Rainy Sunday Thoughts

I attended a funeral service yesterday for the father of one of my colleagues. In the last seven months, four of my colleagues have lost a parent. One has lost a spouse. One has lost a grandparent. (That makes up 20% of the company, by the way.) I have been to three funerals in support of these dear friends, guided a few memory-sharing sessions for the staff as we worked through the emotion of losing our beloved leader, and prayed - a lot - for those who grieve.

Each of my friends who struggles with loss copes in a different way. There are similarities, too. Faith and religion bring comfort, regardless of the denomination. Families bind together and succor one another. The dear friend I visited yesterday has seven siblings. As I walked into the greeting session before the service, it sounded like a party. (It reminded me of an LDS gathering - lots of love and noise!)

There are moments when I wonder whether one of the reasons why I am right here, right now, is because these beloved friends need to know what I know about life, death, and resurrection. I appreciate that I have been able to learn a bit about what they believe as I attend funeral services and talk with my friends. I wonder how I could (or whether I should) be sharing in ways beyond basic teach-by-example-ness. Then I reflect on the experiences I have had - just showing up as a silent supporter has meant so much to my colleagues. I usually don't know what to say, so I just say I'm praying for you. That, I hope, means something, too. The sacred experiences I have had in connection with the choice to attend these funerals have taught me about God, His love for me, and His love for my friends.

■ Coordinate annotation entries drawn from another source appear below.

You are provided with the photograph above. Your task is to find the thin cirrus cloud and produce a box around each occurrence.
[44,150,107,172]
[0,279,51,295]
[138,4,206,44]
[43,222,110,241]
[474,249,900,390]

Today is one of those days when I wish I could see my life from my Heavenly Father's perspective - you know, the view where time is irrelevant - and understand what the significant parts of now really are, so I can appropriately focus on them. I am aware that end-from-the-beginning-itis leaves no room for faith. (No need to lecture me there.) For even while I wish it, I also know that the gentle nudgings of the Spirit will teach me the significant things and help me adjust my focus appropriately. I just need to listen.